Dalil dari Al-Qur’an

Allah berfirman:

وَإِنْ مِنْكُمْ إِلَّا وَارِدُهَا كَانَ عَلَى رَبِّكَ حَتْمًا مَقْضِيًّا , ثُمَّ نُنَجِّي الَّذِينَ اتَّقَوْا وَنَذَرُ الظَّالِمِينَ فِيهَا جِثِيًّا

“Dan tidak ada seorangpun dari padamu, melainkan mendatangi neraka itu. hal itu bagi Tuhanmu adalah suatu kemestian yang sudah ditetapkan. Kemudian kami akan menyelamatkan orang-orang yang bertakwa dan membiarkan orang-orang yang zalim di dalam neraka dalam keadaan berlutut.” (QS. Maryam: 71-72)

Dalam ayat ini ulama’ berbeda pendapat dalama mengartikan waurud, diantaranya adalah:
Maksud dari Wurud adalah memasukinya,

Ibnu Abbas mengakatakan bahwa wurud artinya masuk.

Ibnu Juraid berkata bahwa yang dimaksud wurud yang disebutkan Allah dalam al-Qur’an adalah memasukinya.

Ibnu Mas’ud juga mengatakan bahwa yang dimaksud dengan wurud adalah memasukinya.
Maksud dari wurud adalah melewatinya, Qotadah berkata maksud dari ayat “Dan tidak ada seorangpun dari padamu, melainkan mendatangi neraka itu” adalah Neraka jahannam yang mana manusia lewat atasnya.
Pendapat yang ketiga ini mengatakan bahwa yang dimaksud dengan wurud adalah memasukinya, maksudnya adalah orang kafir bukan orang mukmin.

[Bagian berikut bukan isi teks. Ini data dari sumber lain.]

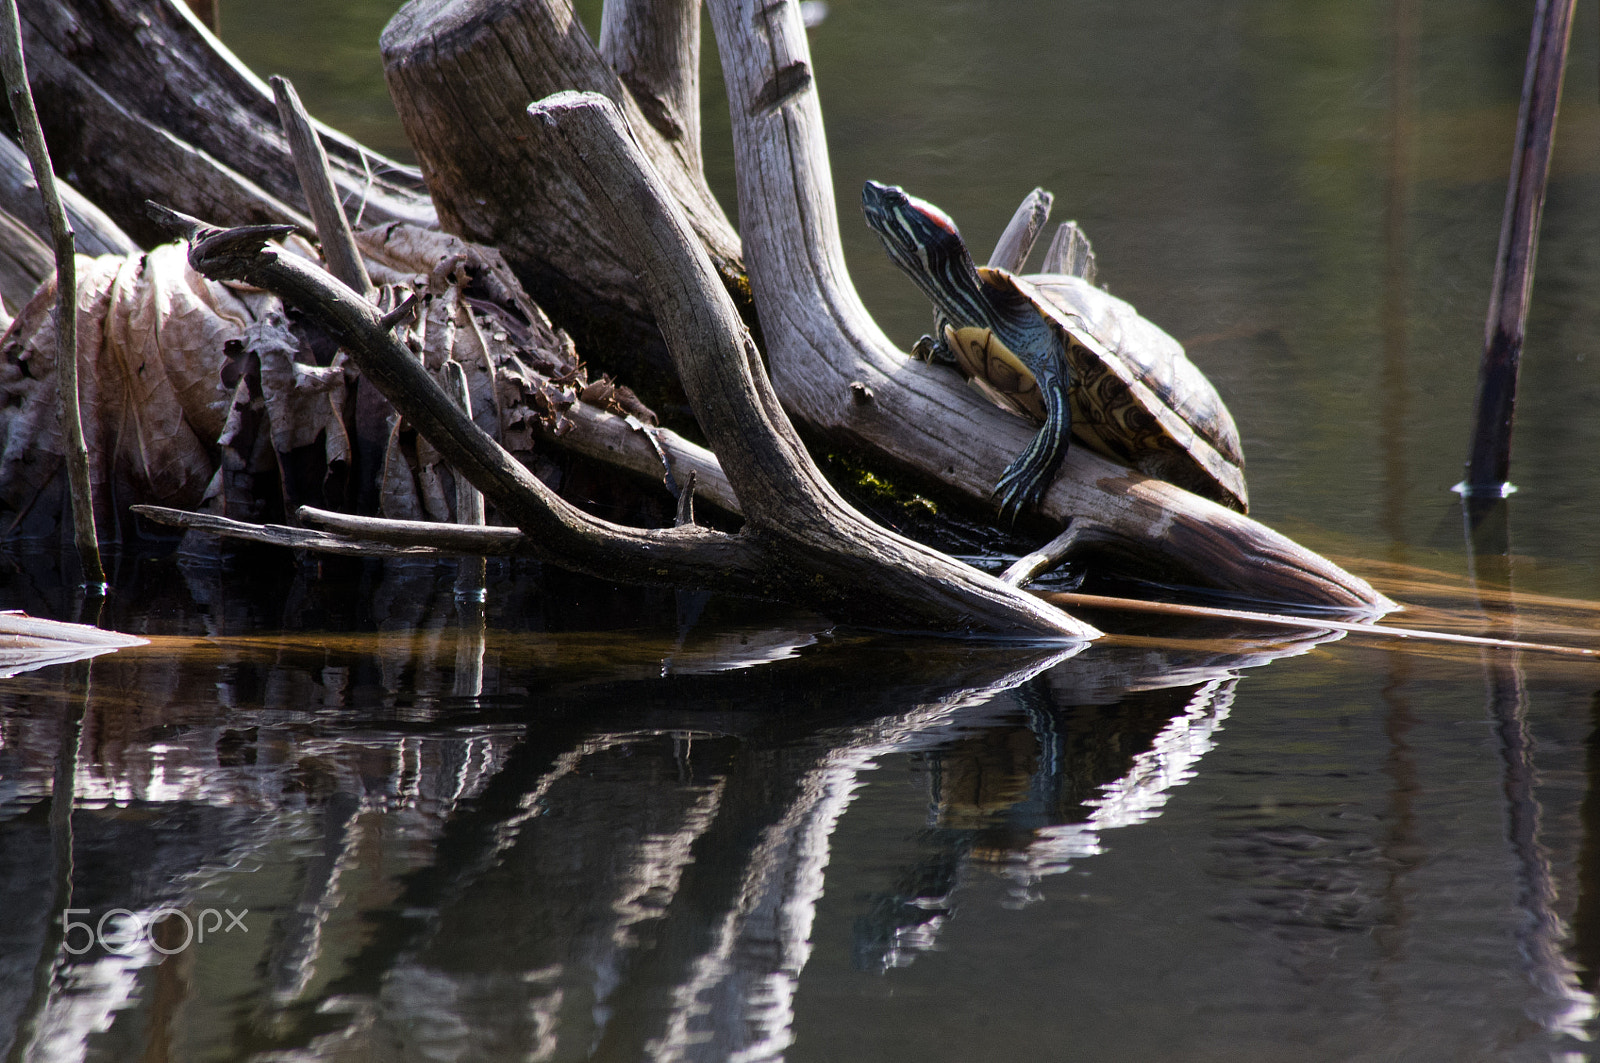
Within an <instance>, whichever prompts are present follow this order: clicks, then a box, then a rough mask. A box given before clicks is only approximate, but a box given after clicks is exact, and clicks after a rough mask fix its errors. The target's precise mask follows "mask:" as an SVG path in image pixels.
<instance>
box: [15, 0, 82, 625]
mask: <svg viewBox="0 0 1600 1063" xmlns="http://www.w3.org/2000/svg"><path fill="white" fill-rule="evenodd" d="M0 18H3V19H5V22H3V24H0V35H3V40H0V74H3V75H5V85H6V98H8V99H10V101H11V114H13V115H14V118H16V126H18V136H19V139H21V141H22V150H24V152H27V163H29V165H30V166H32V168H34V181H37V183H38V194H40V197H43V200H45V218H46V219H48V221H50V237H51V243H53V245H54V251H56V410H58V415H59V416H61V429H62V435H64V437H66V451H67V455H66V456H67V488H69V493H70V496H72V536H74V540H75V541H77V546H78V562H80V564H82V565H83V583H85V586H86V588H88V589H90V591H91V592H94V594H104V591H106V568H104V567H102V565H101V557H99V538H98V536H96V533H94V499H93V496H91V493H90V451H88V445H86V443H85V442H83V415H82V410H80V408H78V271H77V250H75V247H74V240H72V224H70V223H69V221H67V211H66V210H64V208H62V207H61V194H59V192H58V191H56V171H54V170H53V168H51V163H50V149H48V147H46V146H45V131H43V128H40V125H38V110H37V109H35V107H34V93H32V91H30V90H29V86H27V64H26V62H24V59H22V27H21V19H19V16H18V11H16V0H3V3H0Z"/></svg>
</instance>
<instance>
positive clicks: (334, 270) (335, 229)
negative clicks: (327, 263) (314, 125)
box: [272, 77, 373, 295]
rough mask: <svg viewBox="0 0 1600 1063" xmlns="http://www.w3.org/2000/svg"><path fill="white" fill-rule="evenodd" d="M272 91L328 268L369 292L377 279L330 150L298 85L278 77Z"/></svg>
mask: <svg viewBox="0 0 1600 1063" xmlns="http://www.w3.org/2000/svg"><path fill="white" fill-rule="evenodd" d="M272 93H274V96H275V98H277V102H278V118H280V120H282V122H283V133H285V136H288V138H290V152H291V154H293V155H294V171H296V173H298V174H299V179H301V192H304V194H306V207H307V208H309V210H310V218H312V221H315V223H317V239H318V240H320V242H322V256H323V259H325V261H326V263H328V272H330V274H333V275H334V277H338V279H339V280H342V282H344V283H347V285H349V287H350V288H354V290H355V291H360V293H362V295H366V293H370V291H371V290H373V282H371V280H370V279H368V277H366V266H365V264H363V263H362V251H360V250H358V248H357V247H355V235H354V234H352V232H350V219H349V218H346V216H344V207H341V205H339V194H338V191H336V189H334V187H333V171H331V170H330V168H328V152H326V150H323V147H322V139H318V136H317V130H314V128H312V125H310V115H307V114H306V106H304V104H301V101H299V93H296V91H294V85H293V83H291V82H290V80H288V78H286V77H274V78H272Z"/></svg>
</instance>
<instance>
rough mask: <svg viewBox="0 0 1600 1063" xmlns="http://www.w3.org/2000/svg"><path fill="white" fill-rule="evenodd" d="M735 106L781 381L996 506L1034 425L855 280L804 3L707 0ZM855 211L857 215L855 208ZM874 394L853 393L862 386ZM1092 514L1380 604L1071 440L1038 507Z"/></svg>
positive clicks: (1157, 481) (1233, 574)
mask: <svg viewBox="0 0 1600 1063" xmlns="http://www.w3.org/2000/svg"><path fill="white" fill-rule="evenodd" d="M709 8H710V16H712V26H714V29H715V32H717V45H718V51H720V53H722V66H723V74H725V80H726V88H728V99H730V110H731V115H733V136H734V149H736V152H738V157H736V166H738V173H739V223H741V227H742V235H744V248H746V256H747V261H749V266H750V287H752V290H754V296H755V304H757V307H758V311H760V315H762V331H763V336H765V339H766V344H768V351H766V354H768V365H770V367H771V373H773V384H774V386H776V389H778V394H779V395H782V400H784V405H786V407H787V408H789V411H790V413H792V415H794V416H795V418H797V419H798V421H800V423H802V424H805V426H806V427H810V429H811V431H813V432H816V434H818V435H821V437H824V439H827V440H830V442H832V445H838V447H853V448H856V450H861V451H864V453H867V455H870V458H872V459H874V461H882V463H885V464H893V466H898V467H901V469H904V471H907V472H912V474H914V475H920V477H925V479H928V480H936V482H938V483H941V485H942V487H944V488H946V490H947V491H954V493H955V495H958V496H965V498H968V499H971V501H973V503H982V504H987V503H989V496H990V491H992V488H994V485H995V482H997V480H998V479H1000V472H1002V471H1003V469H1005V467H1006V464H1008V463H1010V461H1011V459H1013V458H1014V456H1016V455H1018V453H1021V451H1022V448H1024V447H1026V445H1027V442H1029V439H1030V435H1032V434H1034V426H1030V424H1027V423H1026V421H1022V419H1019V418H1014V416H1010V415H1006V413H1003V411H1000V410H997V408H995V407H992V405H990V403H989V402H987V400H984V399H982V397H981V395H979V394H978V392H976V391H973V389H970V387H966V386H965V384H962V381H960V379H958V378H957V376H955V375H954V373H949V371H946V370H942V368H939V367H930V365H923V363H920V362H915V360H912V359H909V357H907V355H906V354H902V352H899V351H896V349H894V346H893V344H891V343H890V341H888V338H886V336H885V335H883V333H882V330H878V327H877V325H875V323H874V322H872V319H870V317H869V314H867V311H866V309H864V307H862V304H861V299H859V296H858V295H856V291H854V288H853V285H851V283H850V275H848V271H846V269H845V261H843V250H842V243H840V237H838V211H837V208H835V203H834V191H832V189H834V184H832V173H830V171H829V165H827V149H826V142H824V136H822V114H821V109H819V106H818V96H816V86H814V75H813V69H811V61H810V51H808V45H806V38H805V27H803V26H802V24H800V14H798V10H797V6H795V5H794V3H768V2H766V0H710V3H709ZM851 213H853V211H851ZM858 386H864V387H866V394H870V395H872V400H870V402H858V400H856V399H854V395H856V394H862V392H861V391H859V387H858ZM1086 514H1093V517H1094V520H1096V522H1098V523H1099V528H1101V536H1099V538H1101V540H1102V541H1109V543H1112V544H1114V546H1115V548H1118V549H1133V551H1138V552H1139V554H1141V556H1142V557H1144V560H1146V562H1147V564H1154V565H1155V568H1157V570H1162V568H1165V570H1168V572H1171V573H1176V575H1181V576H1182V578H1189V580H1198V581H1202V583H1206V584H1210V586H1219V588H1227V589H1234V591H1240V592H1245V594H1253V596H1258V597H1262V599H1277V600H1290V602H1306V604H1322V605H1338V607H1344V608H1350V610H1368V612H1370V610H1386V608H1390V607H1392V604H1390V602H1389V599H1386V597H1384V596H1381V594H1378V592H1376V591H1374V589H1373V588H1371V586H1370V584H1368V583H1366V581H1365V580H1360V578H1357V576H1352V575H1350V573H1347V572H1344V570H1341V568H1339V567H1338V565H1333V564H1331V562H1328V560H1326V559H1323V557H1318V556H1317V554H1312V552H1310V551H1306V549H1304V548H1301V546H1298V544H1296V543H1293V541H1290V540H1286V538H1285V536H1282V535H1277V533H1275V532H1272V530H1270V528H1267V527H1264V525H1261V523H1258V522H1254V520H1250V519H1248V517H1243V515H1240V514H1235V512H1232V511H1229V509H1224V507H1221V506H1216V504H1213V503H1208V501H1205V499H1200V498H1197V496H1194V495H1189V493H1187V491H1182V490H1179V488H1176V487H1171V485H1170V483H1162V482H1158V480H1152V479H1147V477H1144V475H1139V474H1136V472H1133V471H1130V469H1126V467H1122V466H1117V464H1112V463H1110V461H1106V459H1104V458H1099V456H1098V455H1094V453H1091V451H1090V450H1088V448H1085V447H1074V448H1072V450H1070V451H1069V455H1067V461H1066V464H1064V467H1062V474H1061V475H1059V479H1058V480H1056V483H1054V487H1053V488H1051V490H1050V491H1048V495H1046V496H1045V499H1043V503H1042V504H1040V515H1042V517H1043V519H1046V520H1050V522H1053V523H1054V525H1056V527H1058V528H1059V527H1061V525H1064V522H1066V520H1067V519H1069V517H1074V515H1086Z"/></svg>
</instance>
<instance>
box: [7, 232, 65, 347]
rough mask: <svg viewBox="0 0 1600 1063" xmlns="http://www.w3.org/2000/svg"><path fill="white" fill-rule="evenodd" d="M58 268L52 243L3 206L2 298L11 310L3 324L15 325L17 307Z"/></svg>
mask: <svg viewBox="0 0 1600 1063" xmlns="http://www.w3.org/2000/svg"><path fill="white" fill-rule="evenodd" d="M54 271H56V259H54V256H53V255H51V253H50V245H48V243H45V242H43V240H40V239H38V235H37V234H35V232H34V231H32V229H30V227H29V226H24V224H22V223H21V221H18V219H16V218H13V216H11V215H10V213H6V211H3V210H0V301H3V303H5V306H6V307H10V311H6V312H5V314H3V325H0V327H3V328H10V327H11V319H13V315H14V312H16V311H21V309H22V306H24V304H26V303H27V299H29V298H30V296H32V295H34V291H35V290H37V288H38V285H40V283H43V280H45V277H50V275H51V274H54Z"/></svg>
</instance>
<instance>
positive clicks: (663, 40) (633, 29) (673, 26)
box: [600, 0, 702, 171]
mask: <svg viewBox="0 0 1600 1063" xmlns="http://www.w3.org/2000/svg"><path fill="white" fill-rule="evenodd" d="M600 54H602V56H603V58H605V61H606V62H610V64H611V69H613V70H616V75H618V77H619V78H622V83H624V85H627V88H629V91H632V93H634V101H635V102H637V104H638V107H640V110H643V112H645V118H646V120H648V122H650V125H653V126H654V128H656V131H658V133H661V136H662V138H664V139H667V141H682V142H683V158H685V162H686V163H688V165H691V166H693V168H694V170H696V171H701V170H702V157H701V138H699V0H606V5H605V10H603V11H602V14H600Z"/></svg>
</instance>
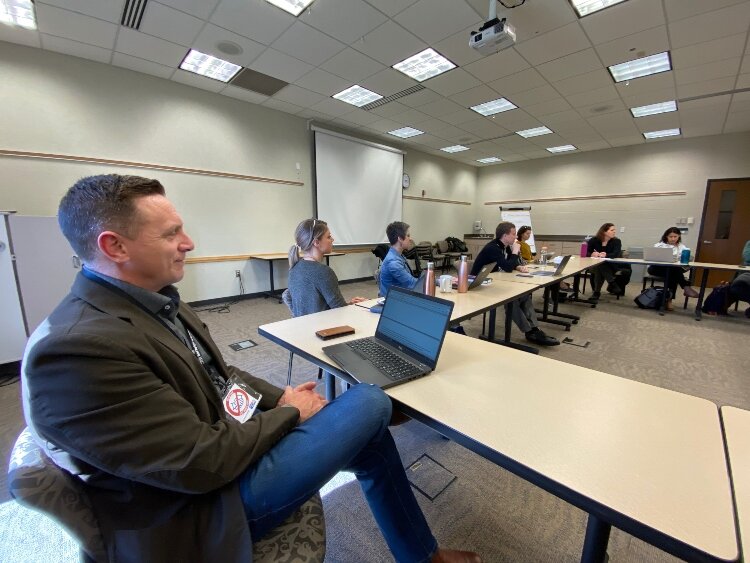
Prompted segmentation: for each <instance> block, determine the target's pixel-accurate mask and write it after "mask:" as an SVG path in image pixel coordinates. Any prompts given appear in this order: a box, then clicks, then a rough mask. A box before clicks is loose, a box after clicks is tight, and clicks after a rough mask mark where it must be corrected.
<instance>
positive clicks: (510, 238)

Ikrimah mengatakan bahwa yang dimaksud firman Allah Dan tidak ada seorangpun dari padamu, melainkan mendatangi neraka itu” yaitu orang orang kafir.
Pendapat ini mengatakan bahwa yang dimaksud wurud adalah berlaku umum baik itu orang kafir maupun orang mukmin, hanya saja wurudnya orang Mukmin itu melewatinya dan wurudnya orang kafir itu memasukinya. Yang berpendapat seperti ini adalah Ibnu Zaid.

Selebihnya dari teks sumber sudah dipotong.